Dustin Hopkins, Redskins
A career 85.6 percent kicker, Hopkins is capable of nailing from at least 56 yards out. He was plenty accurate a year ago (89.7 percent) but didn’t receive enough looks to consistently matter in fantasy. The Redskins figure to be slightly stronger on offense this year. Hopkins is a safe option for gamers trying to avoid a bunch of misses or infrequent opportunities.
Matt Bryant, Falcons
The 44-year-old veteran didn’t get a chance to kick in Week 1. Atlanta went for two-point conversions after each touchdown, and Minnesota’s stifling defense prevented Bryant from being afforded a single distance attempt. Life will get a little easier in Week 2, with the Philadelphia Eagles heading to the A-T-L. Bryant belongs on nearly all rosters in conventional leagues.

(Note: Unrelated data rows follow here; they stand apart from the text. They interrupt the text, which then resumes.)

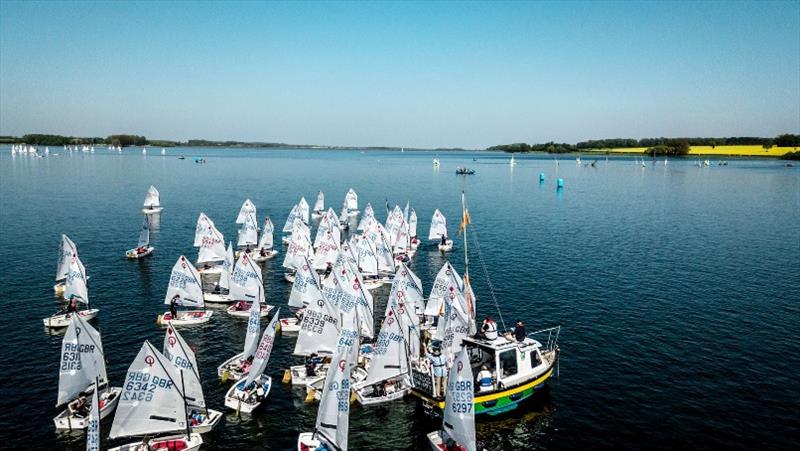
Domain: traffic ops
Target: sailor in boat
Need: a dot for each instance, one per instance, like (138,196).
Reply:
(439,370)
(489,328)
(484,379)
(519,331)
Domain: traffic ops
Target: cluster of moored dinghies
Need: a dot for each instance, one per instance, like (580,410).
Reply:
(430,348)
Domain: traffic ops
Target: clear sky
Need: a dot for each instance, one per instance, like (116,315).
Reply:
(439,74)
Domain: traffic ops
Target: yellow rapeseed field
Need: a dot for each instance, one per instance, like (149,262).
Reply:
(739,151)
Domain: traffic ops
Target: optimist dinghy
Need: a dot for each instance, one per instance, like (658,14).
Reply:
(458,425)
(239,365)
(264,250)
(201,418)
(75,292)
(152,201)
(438,232)
(185,289)
(82,369)
(248,394)
(153,402)
(319,206)
(143,248)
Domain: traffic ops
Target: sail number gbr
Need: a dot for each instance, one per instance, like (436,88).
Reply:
(141,387)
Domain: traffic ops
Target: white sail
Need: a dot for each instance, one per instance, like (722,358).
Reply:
(93,425)
(246,281)
(367,258)
(204,225)
(333,416)
(264,349)
(153,198)
(227,268)
(248,234)
(351,200)
(326,253)
(305,288)
(459,416)
(253,329)
(299,248)
(294,214)
(319,328)
(181,355)
(212,246)
(302,209)
(152,398)
(247,209)
(75,285)
(389,357)
(438,226)
(412,223)
(66,249)
(144,234)
(266,240)
(319,205)
(81,361)
(184,282)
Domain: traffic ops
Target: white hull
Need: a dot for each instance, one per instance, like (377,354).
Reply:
(268,254)
(132,254)
(209,422)
(109,400)
(289,326)
(187,318)
(229,370)
(62,320)
(306,442)
(299,376)
(167,443)
(245,402)
(447,247)
(245,313)
(216,298)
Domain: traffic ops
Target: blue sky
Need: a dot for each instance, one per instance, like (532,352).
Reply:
(407,74)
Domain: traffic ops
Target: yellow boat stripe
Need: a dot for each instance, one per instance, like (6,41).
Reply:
(503,394)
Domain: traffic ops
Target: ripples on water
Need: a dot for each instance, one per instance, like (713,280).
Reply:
(677,287)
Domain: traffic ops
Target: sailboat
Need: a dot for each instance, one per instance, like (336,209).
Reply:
(185,289)
(438,231)
(66,249)
(246,287)
(219,295)
(201,418)
(458,424)
(533,358)
(74,288)
(82,369)
(319,206)
(351,202)
(143,248)
(153,402)
(152,201)
(237,366)
(333,415)
(248,394)
(265,243)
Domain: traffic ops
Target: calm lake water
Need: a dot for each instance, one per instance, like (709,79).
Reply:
(677,286)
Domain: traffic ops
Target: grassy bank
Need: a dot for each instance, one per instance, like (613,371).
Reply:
(730,151)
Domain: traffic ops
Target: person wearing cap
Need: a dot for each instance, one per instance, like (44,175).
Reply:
(484,379)
(519,331)
(489,328)
(439,370)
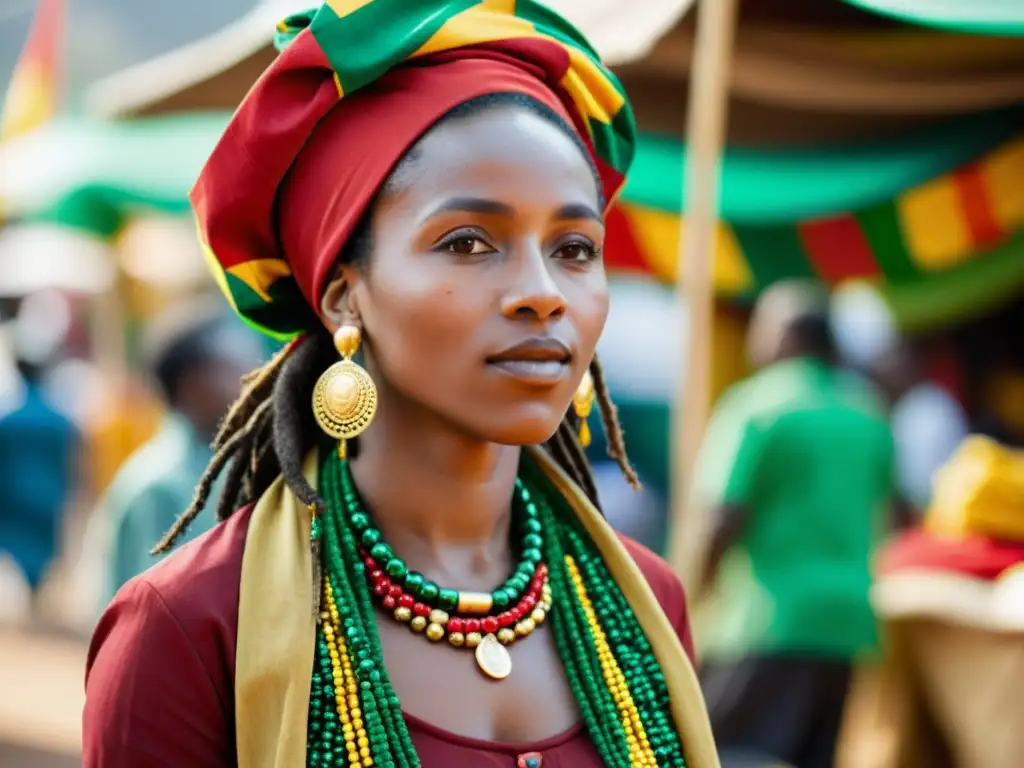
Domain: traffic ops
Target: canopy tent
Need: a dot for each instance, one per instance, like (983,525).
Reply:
(865,210)
(94,174)
(1005,17)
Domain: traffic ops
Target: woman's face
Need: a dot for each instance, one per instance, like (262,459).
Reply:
(484,293)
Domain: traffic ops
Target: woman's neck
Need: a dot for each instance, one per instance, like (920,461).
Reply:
(439,497)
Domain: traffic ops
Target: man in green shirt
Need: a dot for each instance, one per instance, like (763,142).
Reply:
(797,473)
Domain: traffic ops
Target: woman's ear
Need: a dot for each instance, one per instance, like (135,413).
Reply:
(338,305)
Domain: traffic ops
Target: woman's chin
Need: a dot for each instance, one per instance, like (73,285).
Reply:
(530,426)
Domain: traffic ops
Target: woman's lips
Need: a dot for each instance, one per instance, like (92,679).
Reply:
(538,360)
(535,372)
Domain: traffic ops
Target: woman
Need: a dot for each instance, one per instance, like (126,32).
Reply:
(448,213)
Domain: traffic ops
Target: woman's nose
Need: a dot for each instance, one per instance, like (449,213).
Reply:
(535,292)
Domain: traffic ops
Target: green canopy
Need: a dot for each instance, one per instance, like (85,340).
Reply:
(95,174)
(1000,17)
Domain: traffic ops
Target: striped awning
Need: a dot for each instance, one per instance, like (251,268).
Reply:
(921,230)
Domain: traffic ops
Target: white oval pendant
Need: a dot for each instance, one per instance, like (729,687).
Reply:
(493,658)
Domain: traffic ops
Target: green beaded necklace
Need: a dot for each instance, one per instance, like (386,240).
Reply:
(355,718)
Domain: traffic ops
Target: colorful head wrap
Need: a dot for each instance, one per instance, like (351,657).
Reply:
(356,84)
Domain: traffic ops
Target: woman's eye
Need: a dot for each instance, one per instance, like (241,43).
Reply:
(467,246)
(579,252)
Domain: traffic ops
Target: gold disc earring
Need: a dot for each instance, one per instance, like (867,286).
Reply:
(583,403)
(345,396)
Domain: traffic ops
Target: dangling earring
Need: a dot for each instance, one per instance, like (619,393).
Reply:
(583,403)
(345,397)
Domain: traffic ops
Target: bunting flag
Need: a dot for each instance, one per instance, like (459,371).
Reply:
(33,95)
(926,229)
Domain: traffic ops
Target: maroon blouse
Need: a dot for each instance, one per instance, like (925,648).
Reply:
(160,676)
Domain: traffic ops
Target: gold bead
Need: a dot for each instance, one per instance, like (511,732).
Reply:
(525,627)
(477,603)
(346,340)
(506,636)
(402,614)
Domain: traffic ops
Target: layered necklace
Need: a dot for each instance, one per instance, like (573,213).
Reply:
(355,718)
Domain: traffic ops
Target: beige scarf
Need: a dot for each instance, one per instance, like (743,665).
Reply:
(276,632)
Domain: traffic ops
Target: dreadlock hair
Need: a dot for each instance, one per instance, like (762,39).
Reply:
(270,428)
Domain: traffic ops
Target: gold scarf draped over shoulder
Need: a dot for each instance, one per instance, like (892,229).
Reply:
(276,633)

1-Week Plug & Play/Priority addition
Joey Slye, Panthers
Slye, a rookie, replaced Graham Gano (IR), bashing all three extra points and a pair of his trio of three-pointers. His lone miss came from beyond 50 yards. Blessed with a boot, Slye is capable from nailing kicks from pretty well anywhere team team will ask of him. He’s also a keen play in Week 2 against a Tampa team that permitted four attempts (three made) from downtown and a pair of accurate PATs.
Priority Free Agent
New England Patriots
It’s fairly surprising the Pats are available in 41 percent of leagues polled, but playing the matchups has a great deal to do with it. Speaking of which, not only is this a good unit for the long run, but the Miami Dolphins are on the docket in Week 2. Need we say more….
priority addition/Grab & Stash
Green Bay Packers
A week after embarrassing a Chicago offense with much promise, Green Bay’s offseason retooling did wonders, it would appear. The year-over-year turnover in quality fantasy defenses is pretty high, so don’t be afraid to punt on an underperforming unit (Seattle, Cleveland, for example). While I rarely recommend carrying two defenses, this is probably one of those times where it is understandable with the Vikings coming to Lambeau. Green Bay is worth adding but is a risky play in Week 2.
1-Week Plug & Play/Grab & Stash
As mentioned, storing two defenses isn’t recommended. This is another case of where it could be worthwhile, although the brazen call is to play Tennessee vs. the Colts this week. Jacoby Brissett has been awfully safe with the football in his short NFL career, but mistakes can be made. Tennessee’s secondary is a ball-hawking lot. It’s a risky move, since anything can happen in a divisional matchup.
1-Week Plug & Play
New York Jets
Gregg Williams is arguably the best defensive mind in the game today, and his scheming alone can take a moderately talented unit a long way. Traveling to Cleveland in Week 2 will also tell a great deal about what to expect over the upcoming few weeks from the Jets. Play them with moderate confidence vs. Cleveland and then reassess. New England and Philly follow the Browns, so it’s likely you’ll be casting New York back to the wire.
Carolina Panthers vs. Tampa Bay Buccaneers
Despite all of the optimism — mine included — prior to the season, Jameis Winston in a Bruce Arians offense doesn’t look like a good match. Winston is seemingly incapable of getting rid of the ball and not making boneheaded mistakes. Carolina isn’t exactly the most talented bunch, so don’t be totally surprised if this one is a dud. It’s just too good of a matchup to avoid for those in the market of playing one-week matchups. San Francisco looked like a devastating fantasy unit facing Winston.